Ia juga menanggapi pengobatan Ida Dayak yang menurutnya memiliki "keilmuan berbeda."
"Kalau dari segi ortopedi, sudah ada standarnya baik dari segi anatomi atau susunan tubuh manusia... kemudian tindakan yang diperlukan misalnya bedah, semua itu ada keilmuan dengan standarisasi yang baku," tambah dr Oryza.
Bagaimanapun, ia tetap memperingatkan agar masyarakat tetap mempertimbangkan risiko sebelum berobat secara tradisional. Kata dia, masyarakat perlu mencari informasi yang benar dan terpercaya agar tindakan yang dilakukan tidak berakibat buruk.
"Setiap tindakan yang dilakukan itu harus jelas risiko dan komplikasi yang ditimbulkan apa, baik jangka pendek, menengah dan panjang, karena semua tindakan pasti ada risiko dan komplikasinya, jangan mudah percaya pada kesembuhan instan atau janji-janji manis," kata dr Oryza.
Di sisi lain, Kepala Biro Komunikasi dan Pelayanan Publik Kementerian Kesehatan (Kemenkes) Siti Nadia Tarmizi mengatakan tidak ada aturan yang melarang pengobatan tradisional.
Tapi keberadaan para ahlinya harus disertai dengan surat pendaftar penyehat tradisional (STPT).
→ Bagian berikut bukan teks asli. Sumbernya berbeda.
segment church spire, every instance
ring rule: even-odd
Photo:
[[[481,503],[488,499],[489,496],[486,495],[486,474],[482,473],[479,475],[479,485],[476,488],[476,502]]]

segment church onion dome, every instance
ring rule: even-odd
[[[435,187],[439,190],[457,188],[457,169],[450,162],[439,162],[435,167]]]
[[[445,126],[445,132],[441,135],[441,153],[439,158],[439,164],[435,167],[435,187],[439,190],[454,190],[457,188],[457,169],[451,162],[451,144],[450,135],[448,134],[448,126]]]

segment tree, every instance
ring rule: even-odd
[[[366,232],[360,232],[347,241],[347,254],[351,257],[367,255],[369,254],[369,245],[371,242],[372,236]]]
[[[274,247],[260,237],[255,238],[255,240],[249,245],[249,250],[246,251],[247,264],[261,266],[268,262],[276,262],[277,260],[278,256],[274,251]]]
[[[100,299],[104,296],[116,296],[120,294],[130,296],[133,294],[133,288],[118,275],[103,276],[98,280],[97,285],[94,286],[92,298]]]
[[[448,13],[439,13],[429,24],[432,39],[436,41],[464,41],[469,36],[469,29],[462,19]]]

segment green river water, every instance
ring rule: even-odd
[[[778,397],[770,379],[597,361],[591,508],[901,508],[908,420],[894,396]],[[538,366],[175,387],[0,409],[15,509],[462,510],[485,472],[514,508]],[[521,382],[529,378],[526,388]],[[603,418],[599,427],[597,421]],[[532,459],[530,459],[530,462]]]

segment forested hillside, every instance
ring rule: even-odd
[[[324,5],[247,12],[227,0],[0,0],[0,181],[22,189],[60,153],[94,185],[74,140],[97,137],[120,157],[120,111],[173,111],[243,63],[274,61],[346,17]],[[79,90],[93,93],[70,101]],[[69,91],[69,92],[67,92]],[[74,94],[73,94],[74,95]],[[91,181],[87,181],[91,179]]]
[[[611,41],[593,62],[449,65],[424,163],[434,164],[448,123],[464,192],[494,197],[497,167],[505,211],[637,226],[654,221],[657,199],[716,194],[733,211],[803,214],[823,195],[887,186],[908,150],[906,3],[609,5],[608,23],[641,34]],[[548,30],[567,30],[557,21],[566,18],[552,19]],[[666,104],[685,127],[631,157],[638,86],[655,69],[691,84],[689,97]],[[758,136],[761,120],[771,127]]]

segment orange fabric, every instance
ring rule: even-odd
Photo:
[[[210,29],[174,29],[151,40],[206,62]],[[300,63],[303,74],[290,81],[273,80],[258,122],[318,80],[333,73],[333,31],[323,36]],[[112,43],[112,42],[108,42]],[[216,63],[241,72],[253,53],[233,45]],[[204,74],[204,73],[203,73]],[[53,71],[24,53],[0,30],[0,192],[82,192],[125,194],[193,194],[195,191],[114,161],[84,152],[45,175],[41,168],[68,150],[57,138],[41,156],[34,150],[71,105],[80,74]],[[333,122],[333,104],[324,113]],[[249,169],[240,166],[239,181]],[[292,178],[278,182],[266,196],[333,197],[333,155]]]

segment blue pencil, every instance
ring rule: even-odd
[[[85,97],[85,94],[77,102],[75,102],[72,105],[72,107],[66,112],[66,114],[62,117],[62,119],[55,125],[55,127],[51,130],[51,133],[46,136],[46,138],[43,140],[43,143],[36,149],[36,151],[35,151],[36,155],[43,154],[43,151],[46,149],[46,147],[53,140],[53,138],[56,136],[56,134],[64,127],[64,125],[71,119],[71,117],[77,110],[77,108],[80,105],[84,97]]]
Hal ini sebagai bagian dari upaya perlindungan konsumen, tenaga kesehatan dan pelayanan publik yang diatur dalam undang undang.
"Kita tentunya akan melakukan pembinaan terhadap pengobatan tradisional ataupun tenaga penyehat tradisional (hatra) termasuk bahwa hatra memiliki STPT," kata Siti Nadia kepada Kompas.TV .
Terkait pengobatan Ida Dayak, Siti Nadia belum bisa memastikan apakah sudah memiliki STPT atau tidak.
"Nah, mesti cek ke dinas kesehatan setempat, sudah pernah dilakukan sosialisasi kah tentang hatra di daerahnya," lanjut Siti Nadia.